À l’intérieur, le souffle. Entravé mais moins entravé mais mieux, mais. L’air passe. Il m’a fallu arrêter les traitements donnés pour respirer, ils avaient du lactose. J’ai arrêté d’envoyer du lait dans les poumons, étrangement le corps s’apaise. Le lait m’empêche de respirer, comment ne pas y projeter la mère ? Je sens le lien sans en faire le tour. C’est tout de même à sa mort que le problème est revenu et s’est de nouveau développé ou alors c’est une coïncidence incroyable – et je ne crois pas aux coïncidences.
Le médecin m’a dit « ah bon », la sphère ORL liée aux protéines de lait de vache ça ne lui parle pas – cela parle peu aux médecins généralement, qui nient l’existence du problème pourtant grandissant dans la population. J’ai bien tenté d’expliquer le déclenchement survenu à la mort de ma mère, elle m’a dit « je comprends, le choc » nous n’étions définitivement pas dans le même espace de compréhension. Je ne nie pas le choc, juste ce qu’elle y met derrière et que je n’y mets pas. Nous n’avons pas perdu la même mère. Mais j’ai appris à taire ce qui n’est pas entendable – j’ai appris à taire.

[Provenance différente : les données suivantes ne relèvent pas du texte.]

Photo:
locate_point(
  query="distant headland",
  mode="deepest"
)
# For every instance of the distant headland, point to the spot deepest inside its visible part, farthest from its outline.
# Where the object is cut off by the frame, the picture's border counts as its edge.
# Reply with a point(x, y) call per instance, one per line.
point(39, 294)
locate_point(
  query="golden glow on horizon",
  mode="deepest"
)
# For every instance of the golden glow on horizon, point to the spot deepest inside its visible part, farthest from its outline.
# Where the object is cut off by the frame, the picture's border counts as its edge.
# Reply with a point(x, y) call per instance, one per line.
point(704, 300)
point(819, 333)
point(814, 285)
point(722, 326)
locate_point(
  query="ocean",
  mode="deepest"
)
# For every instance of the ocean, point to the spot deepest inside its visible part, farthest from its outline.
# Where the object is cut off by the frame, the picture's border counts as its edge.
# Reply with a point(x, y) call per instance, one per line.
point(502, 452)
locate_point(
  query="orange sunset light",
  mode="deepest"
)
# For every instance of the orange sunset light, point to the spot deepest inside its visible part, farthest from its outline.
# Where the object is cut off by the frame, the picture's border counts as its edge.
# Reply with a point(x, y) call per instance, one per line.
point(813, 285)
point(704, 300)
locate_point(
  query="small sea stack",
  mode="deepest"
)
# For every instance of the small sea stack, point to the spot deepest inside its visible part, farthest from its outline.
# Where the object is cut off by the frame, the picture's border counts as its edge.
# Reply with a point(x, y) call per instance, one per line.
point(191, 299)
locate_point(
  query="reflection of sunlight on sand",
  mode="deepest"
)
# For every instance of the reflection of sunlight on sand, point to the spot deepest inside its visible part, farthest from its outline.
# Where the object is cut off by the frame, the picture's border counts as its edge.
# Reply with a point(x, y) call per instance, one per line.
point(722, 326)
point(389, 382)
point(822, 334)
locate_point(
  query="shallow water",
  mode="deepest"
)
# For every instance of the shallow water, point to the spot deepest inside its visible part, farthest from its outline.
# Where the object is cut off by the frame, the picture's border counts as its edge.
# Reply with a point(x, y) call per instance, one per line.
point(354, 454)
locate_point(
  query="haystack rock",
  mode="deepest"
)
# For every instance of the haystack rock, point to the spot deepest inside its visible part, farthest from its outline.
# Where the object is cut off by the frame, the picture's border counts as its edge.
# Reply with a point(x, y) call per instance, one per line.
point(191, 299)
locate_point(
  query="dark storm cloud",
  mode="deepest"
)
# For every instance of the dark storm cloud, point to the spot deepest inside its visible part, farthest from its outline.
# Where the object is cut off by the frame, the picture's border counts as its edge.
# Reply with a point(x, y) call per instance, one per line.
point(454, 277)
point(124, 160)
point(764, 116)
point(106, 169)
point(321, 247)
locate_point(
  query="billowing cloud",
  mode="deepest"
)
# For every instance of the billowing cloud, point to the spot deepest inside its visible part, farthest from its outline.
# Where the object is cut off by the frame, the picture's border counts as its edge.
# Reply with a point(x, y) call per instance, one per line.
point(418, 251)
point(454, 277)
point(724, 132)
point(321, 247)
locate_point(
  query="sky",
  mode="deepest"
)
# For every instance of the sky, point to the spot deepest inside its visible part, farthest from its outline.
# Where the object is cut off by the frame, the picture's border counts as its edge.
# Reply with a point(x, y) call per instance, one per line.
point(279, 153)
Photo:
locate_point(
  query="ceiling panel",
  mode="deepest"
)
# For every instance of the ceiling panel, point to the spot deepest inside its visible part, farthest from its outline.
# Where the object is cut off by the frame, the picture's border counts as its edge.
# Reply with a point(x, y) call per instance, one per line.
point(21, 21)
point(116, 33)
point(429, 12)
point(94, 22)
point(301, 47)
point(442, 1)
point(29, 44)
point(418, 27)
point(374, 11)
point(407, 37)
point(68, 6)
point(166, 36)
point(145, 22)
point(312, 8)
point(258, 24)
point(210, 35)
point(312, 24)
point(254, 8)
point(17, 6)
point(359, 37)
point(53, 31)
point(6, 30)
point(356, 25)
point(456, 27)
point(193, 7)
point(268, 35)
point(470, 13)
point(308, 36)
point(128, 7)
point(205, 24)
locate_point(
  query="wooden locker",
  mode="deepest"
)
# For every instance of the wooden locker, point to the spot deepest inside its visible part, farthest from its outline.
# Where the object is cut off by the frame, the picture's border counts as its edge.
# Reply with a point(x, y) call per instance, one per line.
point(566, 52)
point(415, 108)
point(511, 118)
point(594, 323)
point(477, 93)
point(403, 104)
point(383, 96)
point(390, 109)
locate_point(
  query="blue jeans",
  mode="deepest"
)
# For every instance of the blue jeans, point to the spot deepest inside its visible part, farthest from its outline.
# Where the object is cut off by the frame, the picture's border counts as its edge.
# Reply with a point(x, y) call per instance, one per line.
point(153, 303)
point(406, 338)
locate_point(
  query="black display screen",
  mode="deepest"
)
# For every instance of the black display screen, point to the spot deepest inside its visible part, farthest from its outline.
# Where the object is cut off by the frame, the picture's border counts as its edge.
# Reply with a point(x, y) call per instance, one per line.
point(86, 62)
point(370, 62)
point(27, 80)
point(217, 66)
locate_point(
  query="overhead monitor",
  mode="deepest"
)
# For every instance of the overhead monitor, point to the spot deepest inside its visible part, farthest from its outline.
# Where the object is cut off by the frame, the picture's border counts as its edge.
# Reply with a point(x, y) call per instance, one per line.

Je demande à la médiathécaire où je peux trouver les régimes alimentaires particuliers et elle me répond, « c’est fou mais cette semaine une autre personne cherchait des livres de recettes parce que comme vous, elle est allergique au lactose ». Je me suis sentie moins seule, il y a quelqu’un d’autre, une inconnue, avec la même alimentation froissée. C’est presque… rassurant, c’est comme exister une deuxième fois.
Partages :
. Art : Andy Goldsworthy (recommandé par Zofia)
Je découvre au passage son blog, et outre la beauté des photos, je vais pouvoir m’entrainer à lire en anglais les quelques phrases qu’il dépose – sans que cela m’effraye.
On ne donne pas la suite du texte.